SQL> alter table foo add constraint chk_foo check( c in ('Y', 'N') );
alter table foo add constraint chk_foo check( c in ('Y', 'N') )
*
ERROR at line 1:
ORA-02293: cannot validate (SCOTT.CHK_FOO) - check constraint violated
SQL> select c, dump(c) from foo;
C DUMP(C)
---- ------------------------------
N Typ=1 Len=4: 78,0,0,0
If you actually force the value to be stored in the table, you'll get the expected behavior where there is no CHR(0) padding. So if I insert a new row into the table, it passes.
SQL> insert into foo(col1) values (2);
1 row created.
SQL> select c, dump(c) from foo;
C DUMP(C)
---- ------------------------------
N Typ=1 Len=4: 78,0,0,0
N Typ=1 Len=1: 78
You could also issue an UPDATE to update the rows that aren't actually storing the value in the rows of the table
SQL> update foo
2 set c = 'N'
3 where c != 'N';
1 row updated.
SQL> select c, dump(c) from foo;
C DUMP(C)
---- ------------------------------
N Typ=1 Len=1: 78
N Typ=1 Len=1: 78
You tagged oracle11g, but you didn't specify a version.

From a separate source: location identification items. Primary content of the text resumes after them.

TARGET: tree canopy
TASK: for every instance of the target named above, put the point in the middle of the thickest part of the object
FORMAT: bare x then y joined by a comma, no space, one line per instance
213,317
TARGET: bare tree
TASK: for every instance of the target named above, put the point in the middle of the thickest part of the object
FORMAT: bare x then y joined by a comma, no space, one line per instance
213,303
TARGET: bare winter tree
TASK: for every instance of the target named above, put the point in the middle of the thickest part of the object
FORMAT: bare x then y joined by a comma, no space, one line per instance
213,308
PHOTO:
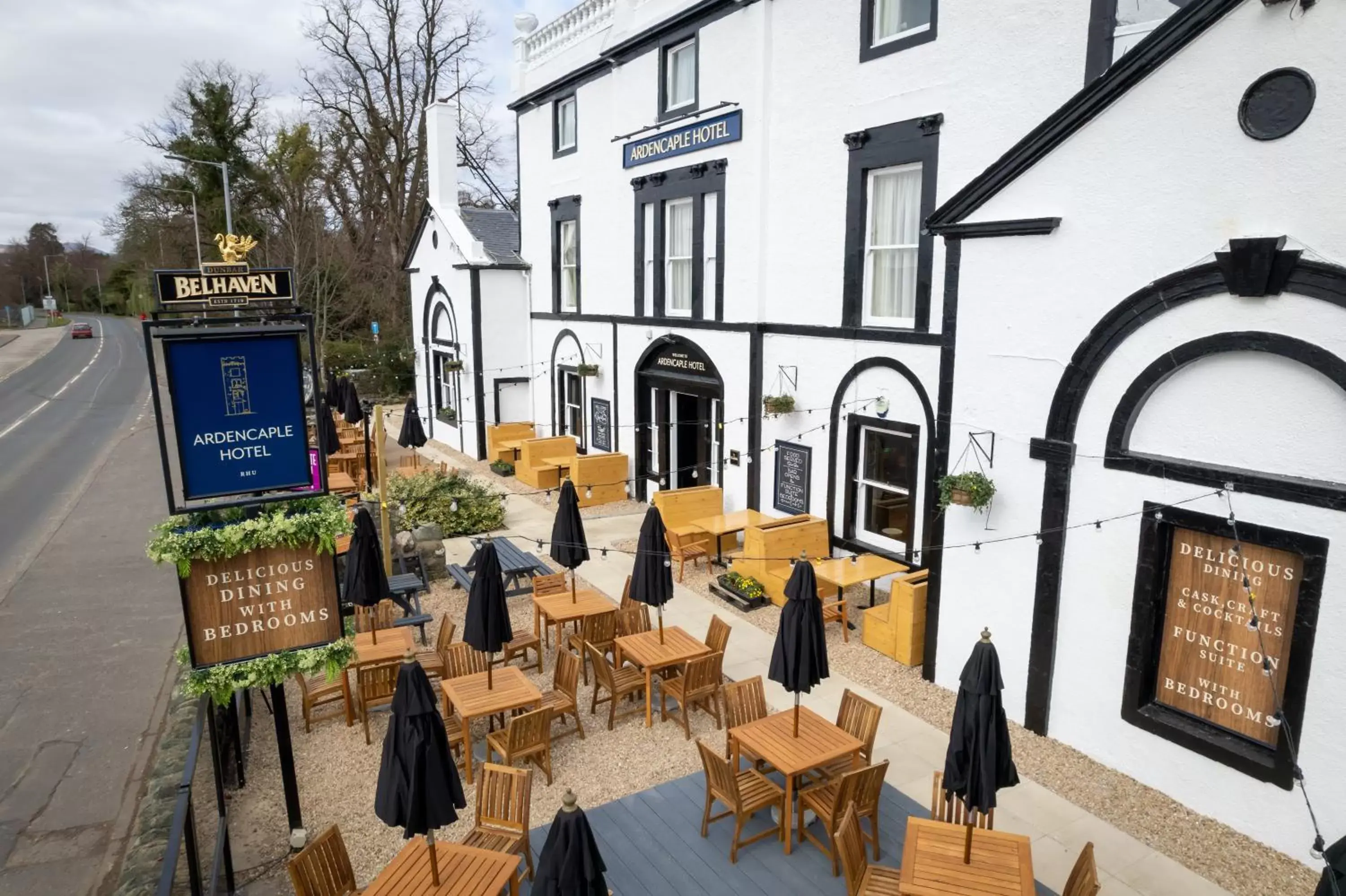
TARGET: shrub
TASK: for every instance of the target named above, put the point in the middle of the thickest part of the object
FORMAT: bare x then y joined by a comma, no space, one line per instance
431,496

This works for me on 11.2.0.2 on Linux x86-64.
SQL*Plus: Release 11.2.0.2.0 Production on Mon Mar 26 13:13:52 2012
Copyright (c) 1982, 2010, Oracle. All rights reserved.
Connected to:
Oracle Database 11g Enterprise Edition Release 11.2.0.2.0 - 64bit Production
With the Partitioning, Real Application Clusters, Automatic Storage Management and OLAP options
SQL> create table tt(a number);
Table created.
SQL> insert into tt values (1);
1 row created.
SQL> commit;
Commit complete.
SQL> alter table tt add c char(1 char) default 'N' not null;
Table altered.
SQL> alter table tt add constraint chk check(c in('N','Y'));
Table altered.
SQL> select * from tt;
A C
---------- -
1 N
SQL> column dump(c) format a30
SQL> select c, length(c),dump(c) from tt;
C LENGTH(C) DUMP(C)
- ---------- ------------------------------
N 1 Typ=96 Len=1: 78
So....perhaps you have a bug in your version?
Hope that helps.
The reason for the ORA-02293 error, as you've already mentioned, is because it is inserting 'N ' (with a padded white space) rather than 'N'. So your constraint is violated.
The more interesting question is, why is it adding that space? Well, by definition, a CHAR is fixed width, where a VARCHAR is not. A CHAR will always pad white space to fill the entire memory space allocated for the column. Because you've chosen a width of 1 CHAR, and AL32UTF8 is a varying width character set, that would seem to conflict with the fixed width nature of CHAR. It looks like it gets padded to fill the extra byte(s) not used by the 'N'. Or, at least, I assume that is what is happening.